In China, the appointment of anti-reformist hardliners to President Xi Jinping’s circle of advisers led to renewed global market despair about prospects for the world’s second largest economy. Chinese stocks sank, which in turn dragged down emerging market performance, while iron-ore prices also fell.
In Australia, highlights last week were the Federal Budget and the Q3 CPI. For markets, the key budget takeaway was that it was not restrictive enough to reduce pressure on the RBA to hike rates further in coming months.
At best, the Budget could be considered neutral in terms of economic impact. While Treasurer Chalmers talked up long-term budget challenges and the “dark clouds” on the economic horizon – last week was probably the best opportunity to make tough budget cuts ahead of the next election. With global and local economic growth likely to slow from here, any reduction in the structural budget deficit in coming years will be pro-cyclical (slowing growth in a weak economy), whereas last week the Treasurer had the opportunity to be counter-cyclical (slowing growth in a strong economy).
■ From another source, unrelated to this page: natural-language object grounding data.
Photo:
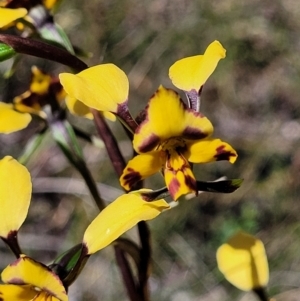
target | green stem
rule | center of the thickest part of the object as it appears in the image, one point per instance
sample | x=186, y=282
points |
x=110, y=142
x=66, y=140
x=43, y=50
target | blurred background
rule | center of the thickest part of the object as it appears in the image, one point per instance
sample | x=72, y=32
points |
x=253, y=101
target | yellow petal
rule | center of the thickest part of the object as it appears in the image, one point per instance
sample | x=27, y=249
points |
x=15, y=192
x=192, y=72
x=179, y=177
x=27, y=271
x=8, y=15
x=49, y=3
x=11, y=292
x=118, y=217
x=210, y=150
x=141, y=167
x=167, y=117
x=243, y=262
x=101, y=87
x=12, y=121
x=78, y=108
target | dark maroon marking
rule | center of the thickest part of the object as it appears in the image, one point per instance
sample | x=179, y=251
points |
x=132, y=177
x=16, y=281
x=222, y=154
x=191, y=183
x=149, y=144
x=173, y=187
x=193, y=134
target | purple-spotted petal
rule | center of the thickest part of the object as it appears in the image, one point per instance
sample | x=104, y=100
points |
x=140, y=167
x=210, y=150
x=179, y=176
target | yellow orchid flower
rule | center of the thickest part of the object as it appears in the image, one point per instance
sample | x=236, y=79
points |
x=118, y=217
x=243, y=261
x=11, y=120
x=43, y=90
x=169, y=138
x=15, y=195
x=26, y=279
x=103, y=87
x=8, y=15
x=78, y=108
x=191, y=73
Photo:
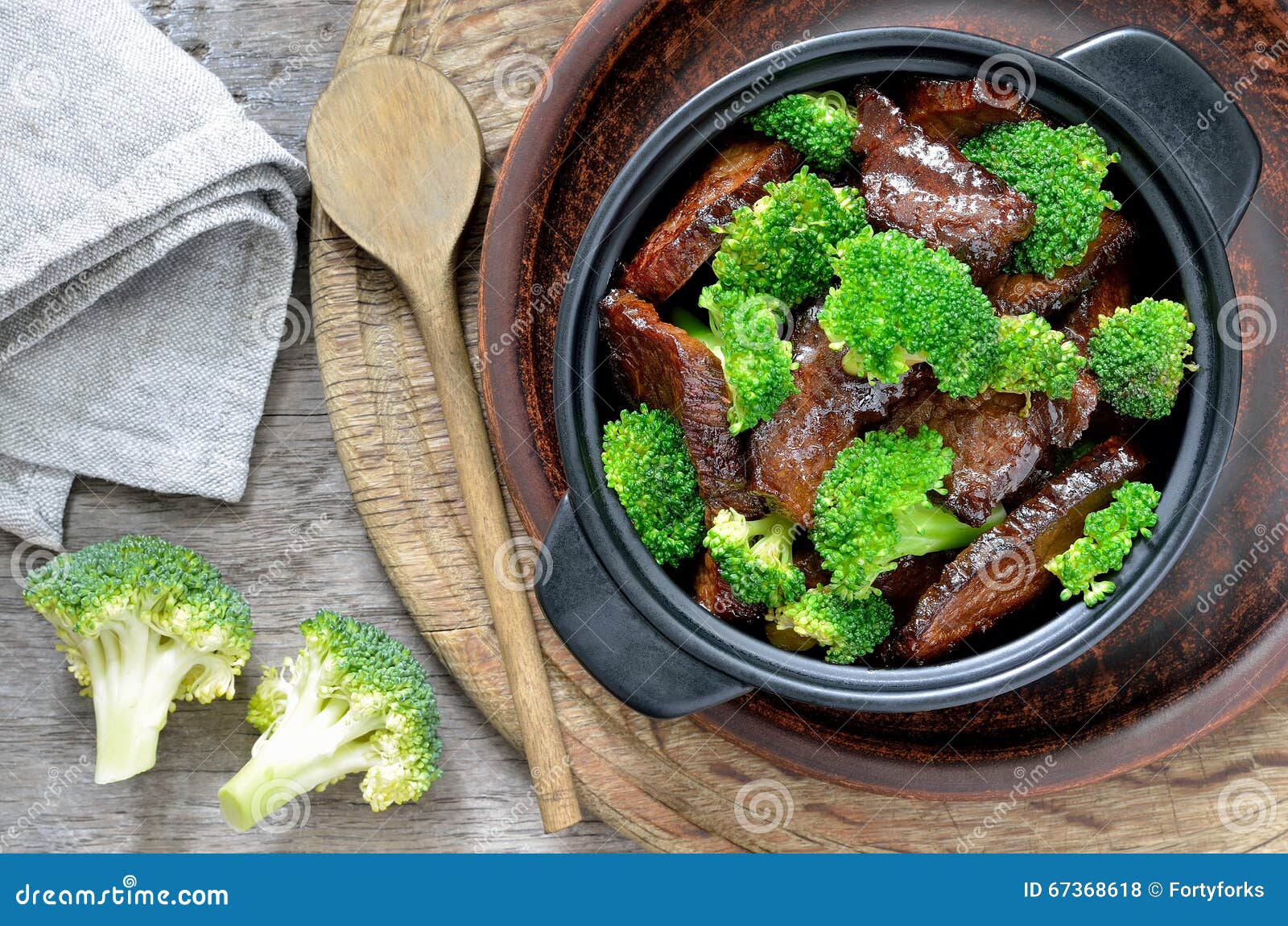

Also somewhat disappointing was the Q3 CPI, which came out higher than expected. With overall wage growth still relatively benign, and flooding affecting food prices, more of Australia’s high inflation appears to reflect local and global supply-side pressures than is the case in the US. Nonetheless, with local consumer spending and employment growth still strong, the RBA will remain concerned that the longer inflation stays high, the greater the risk of it being embedded through a pick-up in inflation expectations among wage and price setters.
Week ahead
Central banks are front and centre again this week with key policy meetings in both Australia and the US. The US Federal Reserve is expected to hike rates by another large 0.75%, reflecting continued high inflation – though market are hoping the Fed could surprise with a smaller 0.5% increase or at least signal a smaller move at the following meeting in December. US payrolls on Friday will also be critical, with another solid 200k in employment expected – though the market will also be hoping for signs of moderating growth in average hourly earnings.
In Australia there’s no question the RBA will raise interest rates again on Melbourne Cup day, the only issue is whether it will be 0.25% or 0.5%. Following last week’s higher than expected inflation results, there is some risk the RBA could return to hiking rates by 0.5% – but having shifted down to a 0.25% move last month I suspect the RBA won’t try to rock the boat too much on Tuesday, and will settle with another 0.25% hike. Of course, they are still likely to raise rates a further 0.25% in December – and likely at least another 0.5% in the first few months of 2023, so pressure on home loan rates won’t let up any time soon. Apart from Tuesday’s decision and accompanying statement, we’ll also learn more about the RBA’s intentions with the quarterly Statement on Monetary Policy due on Friday.
Last but not least, today’s September Australian retail sales report is expected to show consumer spending (as in the US) remains stubbornly firm in the face of rate hikes. A very hot result today might just be enough to goad the RBA into hiking by 0.5% tomorrow.